Some time ago, we published an article called Machine Learning in a Nutshell that became one of the most viewed posts in our blog. As such, we’ve decided to continue our series of publications about what it takes to build and deliver an AI-based solution, where to get talent and resources, how to save costs and streamline development with reusable code, etc to better guide you along your digital transformation journey.
This article will provide an overview of some of the most effective and widely used libraries and languages for machine learning (ML) and deep learning (DL) solutions engineering and deployment. The tools chosen for this overview prove to have all of the basic features required for ML or DL project development.
The R language was created for solving statistical problems and is very popular among data analysts. Its main limitation is that it is poorly suited for solving problems not related to data analytics and visualization.
Additionally, R has issues with scalability.

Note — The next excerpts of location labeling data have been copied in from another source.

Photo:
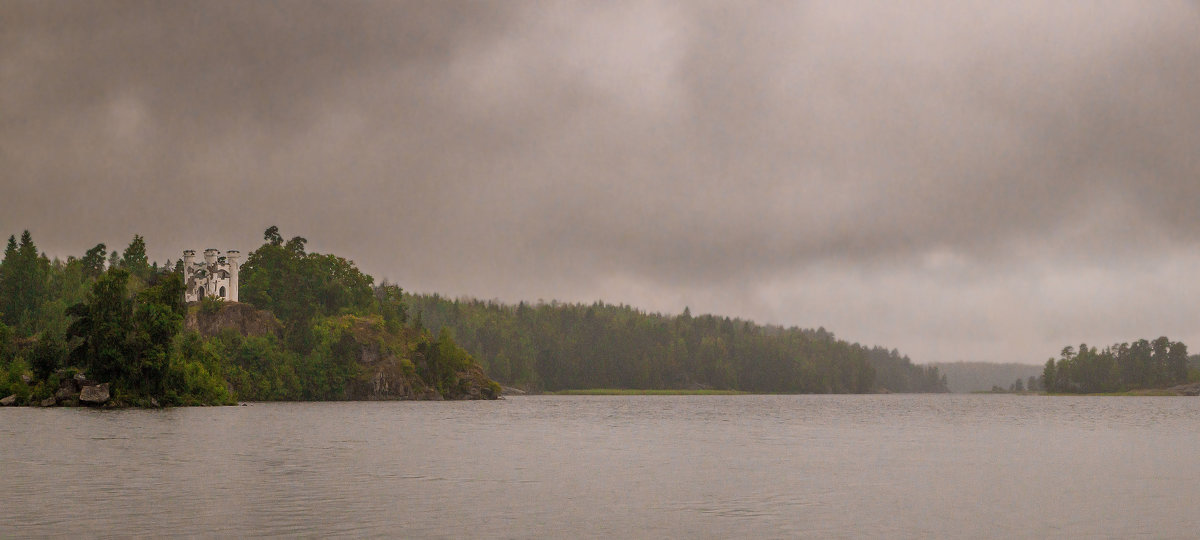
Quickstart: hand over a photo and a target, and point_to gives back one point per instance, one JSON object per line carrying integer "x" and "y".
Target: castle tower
{"x": 232, "y": 261}
{"x": 213, "y": 276}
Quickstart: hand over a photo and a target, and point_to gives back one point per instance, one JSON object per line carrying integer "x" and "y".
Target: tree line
{"x": 119, "y": 318}
{"x": 1120, "y": 367}
{"x": 555, "y": 346}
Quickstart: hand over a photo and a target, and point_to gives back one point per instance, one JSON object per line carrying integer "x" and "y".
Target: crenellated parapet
{"x": 215, "y": 275}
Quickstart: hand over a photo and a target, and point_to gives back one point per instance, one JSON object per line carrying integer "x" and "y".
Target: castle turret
{"x": 232, "y": 259}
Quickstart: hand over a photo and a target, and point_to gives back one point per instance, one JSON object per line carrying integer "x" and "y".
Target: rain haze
{"x": 963, "y": 181}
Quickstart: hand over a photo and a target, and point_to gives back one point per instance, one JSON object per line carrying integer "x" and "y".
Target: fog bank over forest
{"x": 958, "y": 181}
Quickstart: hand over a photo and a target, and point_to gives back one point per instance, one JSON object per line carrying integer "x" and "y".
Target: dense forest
{"x": 577, "y": 346}
{"x": 119, "y": 319}
{"x": 1120, "y": 367}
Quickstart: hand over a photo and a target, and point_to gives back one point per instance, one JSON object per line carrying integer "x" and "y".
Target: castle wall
{"x": 209, "y": 276}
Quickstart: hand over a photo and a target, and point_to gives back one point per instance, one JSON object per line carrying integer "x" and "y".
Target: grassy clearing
{"x": 623, "y": 391}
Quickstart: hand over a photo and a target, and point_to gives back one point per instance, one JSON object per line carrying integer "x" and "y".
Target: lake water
{"x": 898, "y": 466}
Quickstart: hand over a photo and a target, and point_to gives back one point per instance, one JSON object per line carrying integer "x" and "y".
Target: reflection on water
{"x": 611, "y": 466}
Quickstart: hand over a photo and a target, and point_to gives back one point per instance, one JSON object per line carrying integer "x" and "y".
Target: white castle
{"x": 215, "y": 276}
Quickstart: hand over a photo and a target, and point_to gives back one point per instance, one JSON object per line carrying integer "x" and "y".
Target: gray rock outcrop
{"x": 243, "y": 318}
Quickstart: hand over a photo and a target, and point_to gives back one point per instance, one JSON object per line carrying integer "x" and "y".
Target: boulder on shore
{"x": 1187, "y": 389}
{"x": 65, "y": 394}
{"x": 94, "y": 395}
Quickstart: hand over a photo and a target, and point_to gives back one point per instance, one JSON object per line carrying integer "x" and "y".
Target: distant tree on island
{"x": 121, "y": 322}
{"x": 1123, "y": 366}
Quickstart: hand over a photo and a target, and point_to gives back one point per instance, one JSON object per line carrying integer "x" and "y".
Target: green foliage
{"x": 47, "y": 355}
{"x": 135, "y": 258}
{"x": 211, "y": 305}
{"x": 94, "y": 261}
{"x": 569, "y": 346}
{"x": 125, "y": 339}
{"x": 23, "y": 285}
{"x": 439, "y": 361}
{"x": 299, "y": 287}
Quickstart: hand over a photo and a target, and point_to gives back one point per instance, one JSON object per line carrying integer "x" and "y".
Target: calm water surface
{"x": 642, "y": 466}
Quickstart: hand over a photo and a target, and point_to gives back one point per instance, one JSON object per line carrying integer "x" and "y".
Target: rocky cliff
{"x": 243, "y": 318}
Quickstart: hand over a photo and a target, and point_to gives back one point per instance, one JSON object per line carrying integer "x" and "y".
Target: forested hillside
{"x": 1143, "y": 364}
{"x": 575, "y": 346}
{"x": 323, "y": 330}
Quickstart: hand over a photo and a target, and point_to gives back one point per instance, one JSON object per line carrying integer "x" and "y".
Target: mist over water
{"x": 912, "y": 466}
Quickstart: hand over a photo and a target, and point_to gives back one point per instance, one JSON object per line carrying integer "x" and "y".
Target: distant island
{"x": 1123, "y": 367}
{"x": 115, "y": 329}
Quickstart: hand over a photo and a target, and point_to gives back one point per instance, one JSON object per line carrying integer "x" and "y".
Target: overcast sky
{"x": 959, "y": 180}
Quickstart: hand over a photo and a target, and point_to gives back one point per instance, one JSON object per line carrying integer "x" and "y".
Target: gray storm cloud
{"x": 959, "y": 180}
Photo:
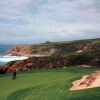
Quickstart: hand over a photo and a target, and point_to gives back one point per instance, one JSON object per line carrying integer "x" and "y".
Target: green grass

It’s a single-threaded language that runs in RAM, so it’s memory-constrained, while Python has full support for multi-threading and doesn’t have memory issues.
Python is a general-purpose language and can be successfully applied to various ML and DL tasks. That explains why Python has gained tremendous popularity and has become lingua franca in the machine learning community over the past couple of years.
Today, any modern ML or DL library provides Python API, which makes decision making much easier: just use Python and you’ll be good! It’s a very simple and easy-to-learn language.
The language itself is very simple and therefore easy to learn. Furthermore, you don’t have to know Python from inside out to be able to experiment with ML and create ML algorithms.
According to Python Anywhere, there are between 2,8 and 4 million Python developers available globally. As per Stack Overflow, Python is the fastest-growing major programming language of the past years.
From Q3 2017 to Q2 2018, Python Developer jobs have almost doubled all over the world, which should give you a better understanding of how popular the language is when it comes to ML development.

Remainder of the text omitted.